Some adventure games are epic journeys across varying locales. Memento Mori 2: Guardians of Immortality tries to be. It tries to tell a Da Vinci Code-esque story of murder and intrigue with clues hidden in artwork and a quasi-religious journey spanning several countries. Sadly, Memento Mori 2: Guardians of Immortality is a below-average adventure plagued by bad localization from its original European release.

You primarily play as two recently married characters, Lara and Max, with the majority of time spent controlling the former. Lara is a detective who specializes in art-related crime, while her husband, Max, who’s an artist, is mostly tagging along because they’re on vacation together. What begins as a simple art theft investigation (because that’s the best way for newlyweds to spend time together away from home) evolves into an increasingly convoluted tale of conspiracy, murder, and spirituality.

Why hello there, you studly stud you. I just love how you unbutton your top button. Oh yeah.

It’s a standard point-and-click adventure in just about every way. Click on places you want to go, things you want to look at, or items you want to use. Some items can be carried in your inventory, often with no satisfying explanation of why (“Oh look, fresh asphalt! Don’t mind if just stick some of that in my pocket for later”). Items can also be examined close up, and occasionally they can be combined, which helps you solve a variety of puzzles with often unconventional solutions. All in all, it’s really just par for the course for the genre, which isn’t inherently a bad thing, though it’s certainly unoriginal.

Memento Mori 2: Guardians of Immortality is a below-average adventure plagued by bad localization from its original European release.

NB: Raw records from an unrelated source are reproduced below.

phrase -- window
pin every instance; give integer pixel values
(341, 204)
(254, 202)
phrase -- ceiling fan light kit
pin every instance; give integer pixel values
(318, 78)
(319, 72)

The real issue is that Memento Mori 2 is cobbled together from subpar pieces, a fact made worse by poor localization in terms of both translation and voice acting. Character models might look OK when standing still, but every animation looks stilted and unnatural. The dialogue and overall story range from uninteresting to bad, and many awkward phrases betray the fact that their writers are not native English speakers.

Nobody in Memento Mori 2 knows how to hold a phone against their ear.

And that’s to say nothing of various bugs and errors, including one particularly troublesome issue where certain characters sometimes say the wrong line at the wrong time. The subtitle will be correct, but the audio is completely out of place, and may accidentally give away dialogue that is supposed to be uttered later. A slightly less jarring but still awkward issue is that many lines sound as if they aren’t said by their actual actors, but rather by stand-ins trying (and failing) to imitate them. One line is delivered by the actor you’re used to, and then the voice is different for the very next sentence before switching back again. Even basic audio mixing is a problem; characters on the other end of phone calls are practically inaudible.

In concept, though, Memento Mori 2 aims high, and there are brief moments when there seems to be an unpolished gem somewhere under the dirt of bad animation and voice work. During the globe-trotting plot, you are occasionally faced with choices that feel as if they might have interesting and important repercussions–but they don’t. Sure, your ending might change slightly if you decide to hand over a resignation letter, and a scene where you can (if you choose to) hide certain pieces of evidence almost succeeds in adding tension to the situation, but for the most part, these choices feel more like missed opportunities than meaningful actions.

That might be OK if more than a handful of puzzles in the game were interesting. Sadly, many of Memento Mori 2’s puzzles are good only on paper. For example, a relatively early puzzle has you dusting for and then comparing fingerprints, an action that is reasonable in the context of the story’s investigation (though the character analyzing this evidence has no reason to know this skill) and can require a certain level of thought to execute. In practice, however, holding fingerprint samples side by side is less exciting than your everyday “spot the difference” style of puzzle. Furthermore, the common adventure game frustration of being stuck purely because you didn’t spot the tiny item or clue on a single screen is here in full effect, though it’s alleviated somewhat by the ability to highlight clickable objects with a button press.

Sorry, we ate the pizza on the way to the door. Can we still have the money?

But even that pales in comparison to the many actions you perform that are just plain boring. At one point in the game, you need to print some photos. But oh no, that darn printer is giving an error message. It’s a paper jam, so you should open it up to fix that problem. Just find the switch to open the cover. But wait! You need to remove the toner first. You can’t just pull the toner cartridge out, so find the switch that releases it. There, OK, now you can remove the paper jam and print what you need to print–after you put the toner back, obviously. It’s all the tedium of an office job without the exhilaration of a paycheck.

Toward the end, Memento Mori 2’s plot almost gets interesting. After hours of the game’s own protagonist complaining that none of the plot details make sense, the game promises to explain everything and tie it all together after you stop a killer and maybe save the world or something. But that explanation isn’t at all satisfying, leaving you with nothing to show from a rather boring expedition around the globe. If this is what immortality is about, then you have to wonder why anyone would bother to guard it in the first place.